The Cost Ripple from the AWS Outage

On 20 October 2025, AWS had a major outage in its US-East-1 region, one of its biggest data centres. Yesterday’s outage showed just how many everyday apps depend on the Amazon backbone. Thousands of websites

Written by: Martin Thompson

Published on: October 21, 2025

On 20 October 2025, AWS had a major outage in its US-East-1 region, one of its biggest data centres. Yesterday’s outage showed just how many everyday apps depend on the Amazon backbone. Thousands of websites and business systems slowed down or went offline for several hours (Reuters, Wired) from Fortnite and Snapchat to Lloyds Bank and Halifax were impacted (BBC).

Whilst the rest of the world debates whether it is wise to park so much of the internet on a single platform, it’s worth considering the bill. When a big region stumbles the ripple is economy-wide, not just technical.

Outage economics

In IT Management, when cloud services fail, the hidden damage isn’t just downtime, it’s the potential surge in costs that comes afterwards. Systems automatically try to “fix themselves”: they spin up backups, keep re-sending failed requests, or switch to other regions. Each of those reactions costs money. Engineers call this a retry storm, lots of machines panicking all at once.

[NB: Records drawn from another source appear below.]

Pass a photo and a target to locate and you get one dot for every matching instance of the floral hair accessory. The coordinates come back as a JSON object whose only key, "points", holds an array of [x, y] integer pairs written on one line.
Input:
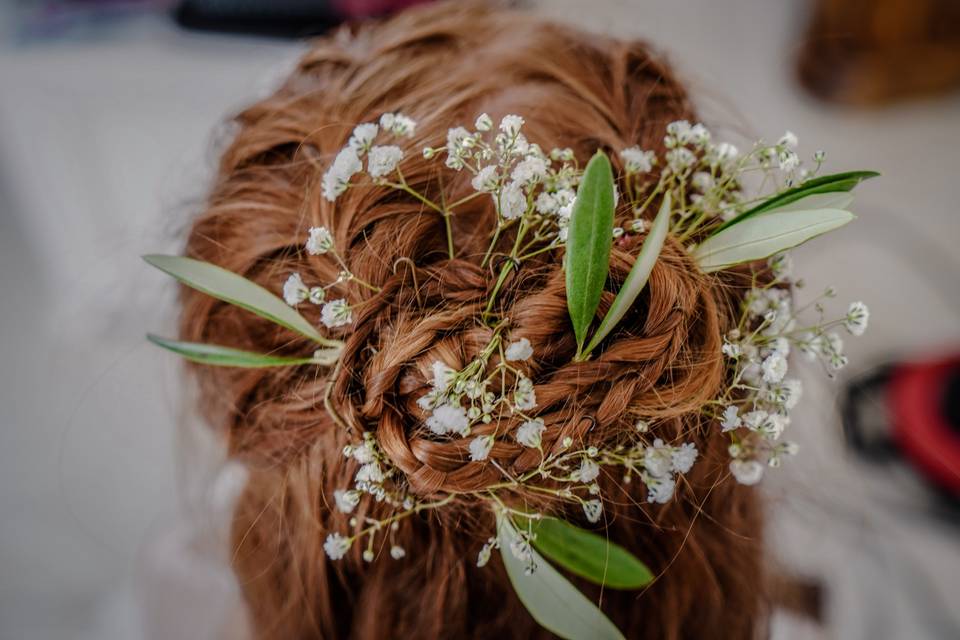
{"points": [[550, 204]]}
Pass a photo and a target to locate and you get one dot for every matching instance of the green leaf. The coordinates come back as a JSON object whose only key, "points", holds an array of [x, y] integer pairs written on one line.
{"points": [[836, 182], [550, 598], [588, 244], [589, 555], [764, 235], [237, 290], [638, 276], [229, 357]]}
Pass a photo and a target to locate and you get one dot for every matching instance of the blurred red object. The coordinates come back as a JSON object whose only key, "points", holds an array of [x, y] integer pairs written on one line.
{"points": [[924, 401]]}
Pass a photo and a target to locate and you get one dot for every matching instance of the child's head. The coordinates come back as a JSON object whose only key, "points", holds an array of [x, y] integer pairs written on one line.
{"points": [[444, 66]]}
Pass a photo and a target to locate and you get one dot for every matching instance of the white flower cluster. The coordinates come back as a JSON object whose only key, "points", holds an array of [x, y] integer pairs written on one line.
{"points": [[525, 182], [334, 313], [381, 160], [457, 400], [759, 397], [703, 177]]}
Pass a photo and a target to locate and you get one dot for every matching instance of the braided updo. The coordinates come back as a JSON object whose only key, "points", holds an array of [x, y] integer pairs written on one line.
{"points": [[443, 65]]}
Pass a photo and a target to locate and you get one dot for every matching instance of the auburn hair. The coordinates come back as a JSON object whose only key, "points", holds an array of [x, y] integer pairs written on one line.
{"points": [[443, 65]]}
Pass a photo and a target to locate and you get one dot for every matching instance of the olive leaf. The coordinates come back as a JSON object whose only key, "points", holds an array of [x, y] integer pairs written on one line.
{"points": [[833, 183], [589, 239], [589, 555], [764, 235], [237, 290], [549, 597], [638, 276], [217, 355]]}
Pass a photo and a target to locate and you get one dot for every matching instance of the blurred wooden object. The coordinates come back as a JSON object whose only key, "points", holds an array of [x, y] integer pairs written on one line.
{"points": [[869, 52]]}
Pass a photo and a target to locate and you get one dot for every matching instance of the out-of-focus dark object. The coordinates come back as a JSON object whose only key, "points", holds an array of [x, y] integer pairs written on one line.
{"points": [[281, 18], [868, 52], [910, 411]]}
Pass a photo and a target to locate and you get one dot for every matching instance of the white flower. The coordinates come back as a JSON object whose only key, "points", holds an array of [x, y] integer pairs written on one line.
{"points": [[774, 367], [588, 471], [510, 124], [788, 160], [483, 123], [659, 489], [320, 241], [511, 201], [519, 350], [683, 457], [336, 313], [788, 140], [480, 448], [524, 397], [294, 291], [530, 433], [856, 319], [448, 418], [530, 170], [731, 419], [398, 124], [747, 472], [370, 473], [363, 135], [346, 501], [593, 509], [336, 180], [486, 180], [679, 159], [383, 160], [636, 160], [336, 546]]}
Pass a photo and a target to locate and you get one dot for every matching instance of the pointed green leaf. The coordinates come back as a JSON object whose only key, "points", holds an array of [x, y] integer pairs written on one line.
{"points": [[638, 276], [229, 357], [589, 555], [589, 240], [764, 235], [550, 598], [235, 289], [836, 182]]}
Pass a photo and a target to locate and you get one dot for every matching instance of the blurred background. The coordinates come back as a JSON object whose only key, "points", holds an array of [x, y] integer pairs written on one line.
{"points": [[111, 115]]}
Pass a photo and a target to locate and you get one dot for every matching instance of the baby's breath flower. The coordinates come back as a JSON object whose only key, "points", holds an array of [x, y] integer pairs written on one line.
{"points": [[519, 350], [346, 501], [336, 180], [510, 124], [588, 471], [294, 291], [593, 509], [320, 241], [731, 419], [480, 448], [336, 546], [530, 433], [746, 472], [636, 160], [683, 457], [336, 313], [383, 160], [856, 319]]}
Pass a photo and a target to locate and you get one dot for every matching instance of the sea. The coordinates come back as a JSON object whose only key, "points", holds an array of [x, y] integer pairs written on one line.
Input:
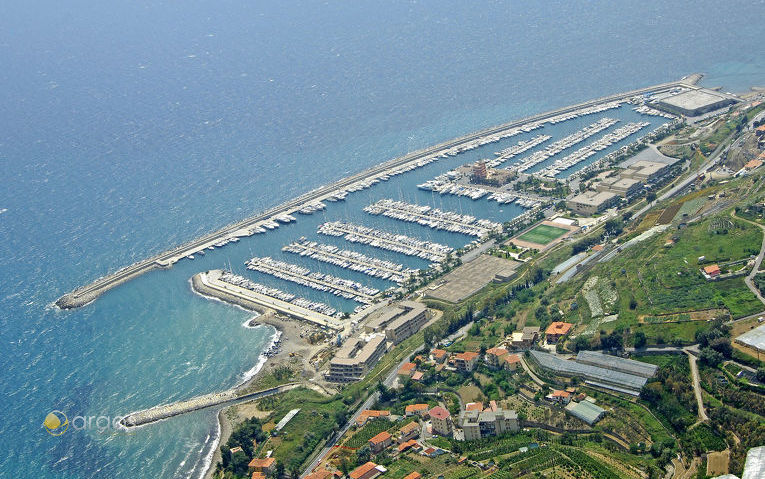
{"points": [[130, 127]]}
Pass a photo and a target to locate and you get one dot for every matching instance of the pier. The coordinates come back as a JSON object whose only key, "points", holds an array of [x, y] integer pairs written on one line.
{"points": [[211, 284], [352, 260], [249, 226], [398, 243], [433, 218], [322, 282], [158, 413]]}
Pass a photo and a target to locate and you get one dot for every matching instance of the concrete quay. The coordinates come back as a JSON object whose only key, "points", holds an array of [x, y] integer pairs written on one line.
{"points": [[87, 294], [209, 284], [158, 413]]}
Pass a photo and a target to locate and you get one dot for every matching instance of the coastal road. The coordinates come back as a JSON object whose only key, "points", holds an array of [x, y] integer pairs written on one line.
{"points": [[697, 386], [388, 382]]}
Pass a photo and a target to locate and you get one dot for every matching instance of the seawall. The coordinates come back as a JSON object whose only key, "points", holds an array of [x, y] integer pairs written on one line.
{"points": [[158, 413], [90, 292]]}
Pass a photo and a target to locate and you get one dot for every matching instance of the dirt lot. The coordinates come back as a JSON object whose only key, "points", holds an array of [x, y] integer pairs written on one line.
{"points": [[717, 463]]}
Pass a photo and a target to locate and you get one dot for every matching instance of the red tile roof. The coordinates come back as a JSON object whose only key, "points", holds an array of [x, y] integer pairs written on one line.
{"points": [[439, 413], [712, 270], [559, 327], [362, 470], [512, 358], [409, 428], [262, 463], [496, 351], [416, 407], [380, 438], [406, 445], [466, 356]]}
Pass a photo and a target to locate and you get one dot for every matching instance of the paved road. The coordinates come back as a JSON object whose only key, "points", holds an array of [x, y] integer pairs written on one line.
{"points": [[388, 382], [697, 386], [749, 280]]}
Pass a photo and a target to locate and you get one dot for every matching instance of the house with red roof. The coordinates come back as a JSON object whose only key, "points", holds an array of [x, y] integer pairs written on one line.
{"points": [[465, 361], [380, 442], [556, 331], [511, 362], [262, 465], [370, 470], [493, 357], [441, 421]]}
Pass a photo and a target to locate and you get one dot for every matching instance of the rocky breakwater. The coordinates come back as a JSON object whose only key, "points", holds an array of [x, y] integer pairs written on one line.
{"points": [[157, 413]]}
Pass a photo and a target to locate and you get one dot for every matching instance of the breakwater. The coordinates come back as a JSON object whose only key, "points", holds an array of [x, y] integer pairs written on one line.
{"points": [[158, 413], [252, 225]]}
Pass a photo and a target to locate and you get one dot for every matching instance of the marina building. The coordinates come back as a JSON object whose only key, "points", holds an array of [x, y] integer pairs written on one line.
{"points": [[624, 187], [695, 102], [398, 321], [480, 424], [355, 358], [592, 202], [646, 171]]}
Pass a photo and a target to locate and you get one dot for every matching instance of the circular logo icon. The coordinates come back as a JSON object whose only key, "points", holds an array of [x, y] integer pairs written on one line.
{"points": [[56, 423]]}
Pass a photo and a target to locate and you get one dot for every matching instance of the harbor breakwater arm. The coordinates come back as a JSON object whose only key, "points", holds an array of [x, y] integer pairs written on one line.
{"points": [[158, 413], [86, 294]]}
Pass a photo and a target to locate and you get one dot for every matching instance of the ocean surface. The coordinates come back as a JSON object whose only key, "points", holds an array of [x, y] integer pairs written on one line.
{"points": [[129, 127]]}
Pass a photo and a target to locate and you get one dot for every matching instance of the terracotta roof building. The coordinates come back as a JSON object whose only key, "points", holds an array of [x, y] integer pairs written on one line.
{"points": [[380, 442], [557, 330], [367, 414], [466, 361], [494, 356], [413, 409], [262, 465], [369, 470], [439, 355], [441, 421]]}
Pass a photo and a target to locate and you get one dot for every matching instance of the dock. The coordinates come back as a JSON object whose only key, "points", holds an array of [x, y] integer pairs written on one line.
{"points": [[352, 260], [434, 252], [210, 284], [433, 218], [86, 294], [158, 413]]}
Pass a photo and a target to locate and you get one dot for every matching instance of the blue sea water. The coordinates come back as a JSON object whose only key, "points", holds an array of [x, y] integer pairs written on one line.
{"points": [[128, 127]]}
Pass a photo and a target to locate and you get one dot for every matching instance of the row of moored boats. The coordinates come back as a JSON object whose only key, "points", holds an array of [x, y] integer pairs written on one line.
{"points": [[398, 243], [275, 293]]}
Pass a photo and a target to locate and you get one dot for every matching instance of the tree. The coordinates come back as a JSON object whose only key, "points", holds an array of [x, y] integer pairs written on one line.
{"points": [[640, 339], [710, 357]]}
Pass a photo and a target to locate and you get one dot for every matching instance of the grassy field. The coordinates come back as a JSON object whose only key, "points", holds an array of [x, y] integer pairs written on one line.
{"points": [[543, 234]]}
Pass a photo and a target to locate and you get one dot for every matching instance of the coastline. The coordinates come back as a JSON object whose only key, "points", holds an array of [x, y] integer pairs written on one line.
{"points": [[293, 349], [246, 227]]}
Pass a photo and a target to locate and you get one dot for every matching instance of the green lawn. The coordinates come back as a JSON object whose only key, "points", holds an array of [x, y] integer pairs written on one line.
{"points": [[543, 234]]}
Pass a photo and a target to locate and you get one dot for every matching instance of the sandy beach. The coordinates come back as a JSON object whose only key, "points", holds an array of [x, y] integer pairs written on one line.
{"points": [[294, 351]]}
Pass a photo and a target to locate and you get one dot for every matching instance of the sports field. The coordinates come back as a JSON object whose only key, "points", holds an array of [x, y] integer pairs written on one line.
{"points": [[543, 234]]}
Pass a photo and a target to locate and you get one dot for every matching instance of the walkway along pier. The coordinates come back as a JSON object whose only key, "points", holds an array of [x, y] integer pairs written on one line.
{"points": [[157, 413], [247, 227]]}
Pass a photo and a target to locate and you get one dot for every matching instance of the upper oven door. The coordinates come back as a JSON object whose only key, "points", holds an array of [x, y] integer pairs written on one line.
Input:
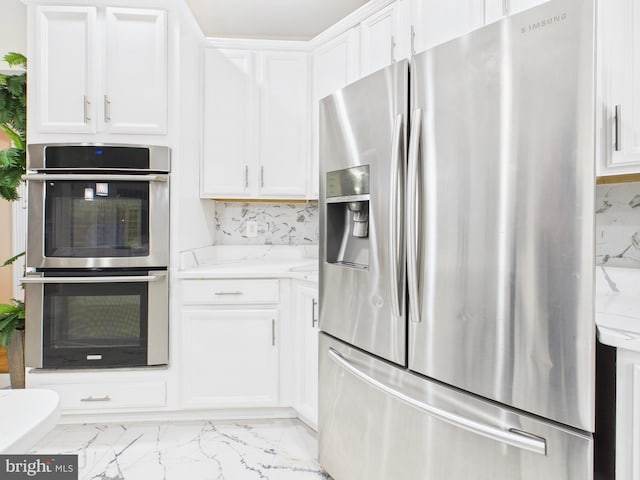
{"points": [[97, 220]]}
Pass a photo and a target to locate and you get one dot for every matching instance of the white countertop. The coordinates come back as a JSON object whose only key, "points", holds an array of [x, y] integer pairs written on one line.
{"points": [[25, 417], [252, 262], [618, 306], [617, 303]]}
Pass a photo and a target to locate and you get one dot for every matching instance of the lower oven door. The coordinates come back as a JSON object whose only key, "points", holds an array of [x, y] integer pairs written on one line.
{"points": [[96, 319]]}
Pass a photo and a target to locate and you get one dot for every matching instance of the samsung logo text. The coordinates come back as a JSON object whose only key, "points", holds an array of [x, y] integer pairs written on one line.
{"points": [[545, 22]]}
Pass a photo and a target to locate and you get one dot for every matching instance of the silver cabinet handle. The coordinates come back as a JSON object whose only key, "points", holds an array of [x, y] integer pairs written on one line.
{"points": [[514, 437], [114, 279], [617, 132], [413, 216], [44, 177], [396, 227], [314, 318], [86, 109], [393, 48], [106, 398], [273, 332], [107, 109], [413, 40]]}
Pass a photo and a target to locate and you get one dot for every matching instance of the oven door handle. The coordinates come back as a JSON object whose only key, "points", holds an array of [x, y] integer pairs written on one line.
{"points": [[44, 177], [113, 279]]}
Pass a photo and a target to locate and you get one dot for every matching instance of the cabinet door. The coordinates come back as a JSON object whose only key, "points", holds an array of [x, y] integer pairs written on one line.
{"points": [[307, 324], [284, 125], [620, 77], [230, 358], [335, 65], [378, 40], [66, 69], [496, 9], [229, 148], [627, 415], [435, 21], [135, 96]]}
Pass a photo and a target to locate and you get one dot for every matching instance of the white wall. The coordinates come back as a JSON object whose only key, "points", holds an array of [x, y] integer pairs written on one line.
{"points": [[13, 28]]}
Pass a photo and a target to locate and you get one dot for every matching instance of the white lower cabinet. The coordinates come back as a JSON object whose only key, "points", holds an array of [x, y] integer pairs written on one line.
{"points": [[104, 391], [229, 343], [628, 415], [305, 320], [230, 358]]}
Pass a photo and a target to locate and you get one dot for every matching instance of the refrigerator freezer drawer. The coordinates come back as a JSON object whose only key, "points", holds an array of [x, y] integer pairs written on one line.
{"points": [[380, 422]]}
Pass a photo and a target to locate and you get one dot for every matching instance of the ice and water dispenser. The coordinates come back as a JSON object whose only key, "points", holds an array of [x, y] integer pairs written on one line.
{"points": [[348, 217]]}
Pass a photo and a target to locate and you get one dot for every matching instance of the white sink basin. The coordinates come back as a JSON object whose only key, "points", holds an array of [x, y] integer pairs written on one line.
{"points": [[25, 417]]}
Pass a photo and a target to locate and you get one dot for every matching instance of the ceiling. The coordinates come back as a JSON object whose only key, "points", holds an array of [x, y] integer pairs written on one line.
{"points": [[281, 19]]}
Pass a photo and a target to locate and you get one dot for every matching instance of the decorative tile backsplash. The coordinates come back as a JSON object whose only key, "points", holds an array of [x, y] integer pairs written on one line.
{"points": [[249, 223], [618, 225]]}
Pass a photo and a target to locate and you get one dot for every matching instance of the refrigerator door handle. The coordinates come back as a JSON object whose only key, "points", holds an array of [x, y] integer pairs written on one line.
{"points": [[514, 437], [396, 245], [413, 216]]}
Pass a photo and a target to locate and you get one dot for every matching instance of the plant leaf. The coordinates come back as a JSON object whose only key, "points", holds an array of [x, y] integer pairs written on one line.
{"points": [[13, 59]]}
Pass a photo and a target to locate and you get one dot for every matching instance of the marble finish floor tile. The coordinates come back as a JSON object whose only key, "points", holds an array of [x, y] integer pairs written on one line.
{"points": [[220, 450]]}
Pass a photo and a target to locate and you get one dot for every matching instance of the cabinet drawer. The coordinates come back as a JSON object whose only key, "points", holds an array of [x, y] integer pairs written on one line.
{"points": [[224, 291], [110, 395]]}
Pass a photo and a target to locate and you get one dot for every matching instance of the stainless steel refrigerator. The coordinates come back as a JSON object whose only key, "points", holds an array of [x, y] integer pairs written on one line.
{"points": [[457, 250]]}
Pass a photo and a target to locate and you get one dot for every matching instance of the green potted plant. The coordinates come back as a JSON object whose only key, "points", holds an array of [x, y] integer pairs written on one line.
{"points": [[13, 121], [12, 338]]}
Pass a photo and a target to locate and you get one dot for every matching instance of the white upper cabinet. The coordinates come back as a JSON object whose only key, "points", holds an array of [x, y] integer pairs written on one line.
{"points": [[335, 65], [437, 21], [228, 146], [496, 9], [256, 124], [88, 82], [284, 124], [619, 76], [135, 95], [378, 38], [66, 70]]}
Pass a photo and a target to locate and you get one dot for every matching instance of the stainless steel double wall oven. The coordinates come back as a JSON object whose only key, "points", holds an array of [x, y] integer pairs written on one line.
{"points": [[96, 286]]}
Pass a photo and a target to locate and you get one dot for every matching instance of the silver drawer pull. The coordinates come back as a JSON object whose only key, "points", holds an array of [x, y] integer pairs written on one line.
{"points": [[106, 398]]}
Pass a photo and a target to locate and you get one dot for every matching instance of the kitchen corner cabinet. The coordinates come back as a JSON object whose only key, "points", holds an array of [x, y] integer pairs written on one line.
{"points": [[435, 21], [306, 327], [496, 9], [378, 40], [628, 415], [256, 117], [230, 343], [89, 81], [335, 65], [619, 71]]}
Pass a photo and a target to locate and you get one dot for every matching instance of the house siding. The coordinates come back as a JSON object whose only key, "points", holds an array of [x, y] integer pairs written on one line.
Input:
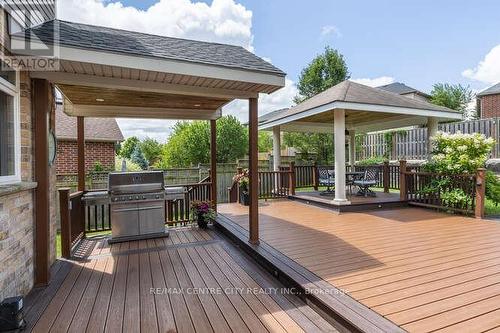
{"points": [[67, 156], [490, 106]]}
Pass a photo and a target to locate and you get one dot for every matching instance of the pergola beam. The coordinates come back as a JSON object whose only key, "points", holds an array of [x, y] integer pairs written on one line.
{"points": [[253, 170], [141, 112], [140, 85]]}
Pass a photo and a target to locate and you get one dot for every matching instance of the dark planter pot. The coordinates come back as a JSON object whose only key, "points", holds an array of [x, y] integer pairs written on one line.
{"points": [[244, 198], [202, 222]]}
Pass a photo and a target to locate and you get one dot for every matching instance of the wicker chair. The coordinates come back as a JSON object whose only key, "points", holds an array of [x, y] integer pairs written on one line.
{"points": [[326, 178], [369, 179]]}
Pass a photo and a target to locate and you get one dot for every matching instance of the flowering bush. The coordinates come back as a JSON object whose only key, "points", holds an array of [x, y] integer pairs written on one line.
{"points": [[455, 154], [459, 153], [242, 180], [202, 209]]}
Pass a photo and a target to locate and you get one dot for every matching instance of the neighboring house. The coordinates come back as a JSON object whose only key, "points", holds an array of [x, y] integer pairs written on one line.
{"points": [[101, 137], [488, 102], [403, 90]]}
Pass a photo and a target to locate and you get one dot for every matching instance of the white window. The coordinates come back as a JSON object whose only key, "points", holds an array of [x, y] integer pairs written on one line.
{"points": [[10, 128]]}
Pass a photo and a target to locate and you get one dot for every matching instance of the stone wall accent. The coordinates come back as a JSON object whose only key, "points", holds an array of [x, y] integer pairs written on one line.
{"points": [[490, 106], [16, 244], [67, 156]]}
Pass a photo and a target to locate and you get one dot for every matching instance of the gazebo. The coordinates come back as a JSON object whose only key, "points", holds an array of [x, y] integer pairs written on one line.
{"points": [[350, 107]]}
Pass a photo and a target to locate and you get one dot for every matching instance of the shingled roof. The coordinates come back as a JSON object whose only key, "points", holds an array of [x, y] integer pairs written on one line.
{"points": [[352, 92], [490, 91], [96, 129], [401, 89], [134, 43]]}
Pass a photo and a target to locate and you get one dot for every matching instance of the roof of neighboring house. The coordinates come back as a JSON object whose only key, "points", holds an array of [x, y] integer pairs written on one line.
{"points": [[96, 129], [493, 90], [271, 115], [402, 89], [351, 92], [128, 42]]}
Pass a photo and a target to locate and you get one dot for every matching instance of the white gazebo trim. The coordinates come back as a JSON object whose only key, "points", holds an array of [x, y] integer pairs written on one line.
{"points": [[361, 107]]}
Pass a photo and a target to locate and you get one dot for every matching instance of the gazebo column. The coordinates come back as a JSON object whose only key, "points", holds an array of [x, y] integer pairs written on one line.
{"points": [[253, 169], [432, 128], [276, 148], [213, 161], [80, 138], [339, 138], [352, 148]]}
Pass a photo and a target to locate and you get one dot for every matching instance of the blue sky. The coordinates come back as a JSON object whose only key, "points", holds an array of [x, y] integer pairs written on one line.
{"points": [[419, 43]]}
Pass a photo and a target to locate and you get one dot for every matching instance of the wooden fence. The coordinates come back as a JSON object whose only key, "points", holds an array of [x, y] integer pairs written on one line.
{"points": [[412, 144]]}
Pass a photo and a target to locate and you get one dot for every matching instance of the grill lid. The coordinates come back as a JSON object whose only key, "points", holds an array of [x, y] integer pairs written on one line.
{"points": [[135, 182]]}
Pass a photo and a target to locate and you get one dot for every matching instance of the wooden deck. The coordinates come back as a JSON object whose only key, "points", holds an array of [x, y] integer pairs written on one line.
{"points": [[424, 271], [213, 288]]}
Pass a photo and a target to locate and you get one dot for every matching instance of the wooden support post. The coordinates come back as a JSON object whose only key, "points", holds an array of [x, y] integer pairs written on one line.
{"points": [[80, 137], [41, 111], [315, 176], [213, 161], [386, 175], [403, 195], [291, 181], [253, 171], [64, 210], [480, 193]]}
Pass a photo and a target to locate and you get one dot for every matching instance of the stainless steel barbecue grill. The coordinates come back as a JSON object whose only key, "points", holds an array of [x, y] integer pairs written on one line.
{"points": [[137, 202]]}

It’s a good reminder that every second of instability ripples through to ITAM, FinOps, Procurement and Finance teams. Treat the outage like a cost event, not just an IT event.

AWS outage
AWS outage due to a suspected DNS issue

What to Do Before the next outage

  • Connect cost data to incident response – Treat outages like financial events as well as technical ones. When a major incident starts, FinOps should be on the call.
  • Invest in tagging and cost visibility – FinOps best practice 101. You can’t fix what you can’t see. Make sure every environment, team or service can be traced in the cost report.
  • Watch for cost anomalies automatically – FinOps tools can alert you if spend patterns look abnormal.
  • Check your contracts. Ask: if the supplier fails, who pays? Negotiate for flexibility, credits or caps when usage spikes due to provider downtime.
  • Normalise discovery data after incidents. ITAM and SAM teams should exclude temporary spikes from compliance or renewal reports.
  • Guardrails: Set quotas and sensible autoscaling limits to prevent runaway scale-out during failures.

Timing Matters

The day after an outage is rarely the right moment to launch a crusade; teams are tired and still mopping up. What is right today is capturing the evidence while it is fresh: the cost spike in your report, the anomaly alert, the incident timeline, the burst of temporary assets. Use yesterday’s AWS outage on 20 October as a case study, not for finger pointing, but for building better financial resilience for the future.